Lithuania's formin calls on EU counterparts not to attend May parade in Moscow

  • 2020-03-06
  • BNS/TBT Staff

VILNIUS - Lithuanian Foreign Minister Linas Linkevicius has called on his EU counterparts not to attend the Victory Day parade in Moscow in May, saying the event will mark not only the end of World War II, but also Russia's current "military policy victories".  

"Russia likes symbols. The parade that takes place in Moscow in May not just marks the victory in World War II, but also aims to celebrate the victories of Russia's current military policy," he said in a press release on Friday. 

According to the Foreign Ministry, Linkevicius voiced his position at Thursday's informal meeting of EU foreign ministers in Zagreb. 

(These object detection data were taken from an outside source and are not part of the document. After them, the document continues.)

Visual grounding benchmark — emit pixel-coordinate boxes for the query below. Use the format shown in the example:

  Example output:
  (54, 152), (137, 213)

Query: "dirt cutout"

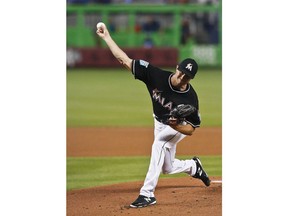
(67, 128), (222, 216)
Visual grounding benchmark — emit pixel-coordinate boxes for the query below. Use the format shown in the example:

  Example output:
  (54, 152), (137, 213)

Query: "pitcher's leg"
(140, 139), (165, 197)
(162, 145), (196, 175)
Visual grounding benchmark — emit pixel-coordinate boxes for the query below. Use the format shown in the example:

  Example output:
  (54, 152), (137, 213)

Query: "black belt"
(154, 115), (167, 124)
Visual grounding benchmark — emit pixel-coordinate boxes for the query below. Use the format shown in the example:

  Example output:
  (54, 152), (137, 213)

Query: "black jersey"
(132, 60), (201, 127)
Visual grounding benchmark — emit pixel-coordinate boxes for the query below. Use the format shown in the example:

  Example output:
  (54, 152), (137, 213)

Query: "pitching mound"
(67, 177), (222, 216)
(67, 128), (222, 216)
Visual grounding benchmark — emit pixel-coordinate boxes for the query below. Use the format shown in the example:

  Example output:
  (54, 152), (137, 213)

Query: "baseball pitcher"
(96, 23), (210, 208)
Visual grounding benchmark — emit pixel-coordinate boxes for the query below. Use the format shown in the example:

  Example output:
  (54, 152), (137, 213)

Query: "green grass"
(66, 156), (222, 190)
(66, 68), (222, 127)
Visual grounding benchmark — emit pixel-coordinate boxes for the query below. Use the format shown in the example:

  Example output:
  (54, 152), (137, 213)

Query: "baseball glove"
(170, 104), (196, 120)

He "urged his counterparts to critically assess their plans to pay official visits to Moscow, as Russia exploits its numerous conflicts to give the impression of normal collaboration and succeeds in doing so".

The minister said at the informal discussion that there are no grounds for the EU to change its policy towards Russia which is not changing its foreign policy, continues "to interfere in the affairs of its neighbors and other countries", and has become "even more aggressive" lately.

“Russia is demonstrating its strength not only at the regional but also at the global level. The West cannot rely on its partnership with Russia, which is not involved in conflict resolution, but rather in escalation. We are talking not only about Georgia or Ukraine, but also about the Syrian province of Idlib and the escalation in Libya," he said.

According to the minister, the EU-Russia relations "must continue to be based on five guiding principles agreed in 2016 and reaffirmed by EU member states in 2018".

These include full implementation of the Minsk agreements, closer ties with Russia's neighbors, strengthening EU resilience to energy security, hybrid and strategic communication threats, selective engagement with Russia on a range of global challenges and issues of interest to the EU, and support for people-to-people contacts and Russian civil society, according to the press release.